Thomas Sowell documents how some groups, like the Chinese, end up being successful no matter where they emigrate. They invest in their children---the whole family works for the next generation. This what we need to do as a country. Shift our priorities to the next generation instead of our own. It's an investment in the future of the country. Cultivating the well-being of future generations is a patriotic duty, not filling the pockets of the rich, not filling our own pockets or letting things waste away.

We subsidize farmers and corporations and highways, why can't we subsidize all the areas that affect children?

Since I hate to end on a sour note, here are some more stream-of-consciousness ideas of things we can all do.

Support parenting education for all ages. Roots of Empathy is a great program for elementary school children. But because kids are having babies at younger and younger ages, high schoolers need to know about such things as the perils of formula feeding. But adults need education too because I hear about too many grandparents discouraging their children from good parenting practices like breastfeeding and keeping babies content.
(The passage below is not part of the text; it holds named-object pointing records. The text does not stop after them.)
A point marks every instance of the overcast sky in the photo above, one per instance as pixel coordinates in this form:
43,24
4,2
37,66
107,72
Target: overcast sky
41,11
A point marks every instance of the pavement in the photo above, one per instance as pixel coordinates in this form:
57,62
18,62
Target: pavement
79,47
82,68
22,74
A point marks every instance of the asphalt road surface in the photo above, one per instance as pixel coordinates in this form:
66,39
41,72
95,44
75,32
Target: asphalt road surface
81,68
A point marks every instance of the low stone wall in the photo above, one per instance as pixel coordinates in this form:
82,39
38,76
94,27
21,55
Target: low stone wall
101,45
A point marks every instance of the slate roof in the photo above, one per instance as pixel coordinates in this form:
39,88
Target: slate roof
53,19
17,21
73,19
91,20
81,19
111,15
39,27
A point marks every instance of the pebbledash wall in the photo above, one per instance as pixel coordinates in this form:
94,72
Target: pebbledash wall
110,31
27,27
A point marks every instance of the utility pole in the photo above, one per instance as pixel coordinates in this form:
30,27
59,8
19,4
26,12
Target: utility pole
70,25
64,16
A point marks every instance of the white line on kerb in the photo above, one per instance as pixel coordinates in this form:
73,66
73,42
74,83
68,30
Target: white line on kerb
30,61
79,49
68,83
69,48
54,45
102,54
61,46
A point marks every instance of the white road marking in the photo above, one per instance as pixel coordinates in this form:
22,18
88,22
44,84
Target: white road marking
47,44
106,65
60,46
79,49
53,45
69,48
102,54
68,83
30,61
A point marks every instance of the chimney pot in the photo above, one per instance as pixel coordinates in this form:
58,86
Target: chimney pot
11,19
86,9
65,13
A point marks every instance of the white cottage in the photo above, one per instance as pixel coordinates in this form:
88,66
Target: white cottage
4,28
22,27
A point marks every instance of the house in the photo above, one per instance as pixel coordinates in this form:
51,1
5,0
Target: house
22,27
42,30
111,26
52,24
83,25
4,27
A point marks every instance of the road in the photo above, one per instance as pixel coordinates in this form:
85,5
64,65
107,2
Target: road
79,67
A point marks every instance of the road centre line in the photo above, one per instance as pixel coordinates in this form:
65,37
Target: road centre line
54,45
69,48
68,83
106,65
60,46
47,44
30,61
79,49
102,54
Change your family's leisure habits. Instead of shopping, take more time to enjoy each other and your neighbors with "cheap" leisure activities like sledding (even on cardboard), scavenger hunts, growing a community garden on a vacant lot. Lower your consumer expectations. Forego trying to keep up with the Joneses. Involve your children in coming up with ideas for non-consumeristic activities.To counter your children's complaints about not having enough, do what my parents did: show them examples of kids with much less.

Eat less but better quality food. Junk food keeps you hungry because you don't get the nutrients you need. As Michael Pollan suggests, buy food that is along the outside wall of the grocery store (where the vegetables, fruits, meats, dairy products are) and avoid processed foods. On the web you can find simple recipes that take little time to make. Well being is vital for moral functioning.

Form a Milk Party in your state and agitate for children. We need a viral movement for kids.

Things have been going downhill for children for 50 years in part because we have failed to invest in underprivileged children (see Nobel laureate James Heckman's arguments for this). Unless we take action, things will not improve. One step at a time is how we forge a new path. What ideas do you have for what we should do?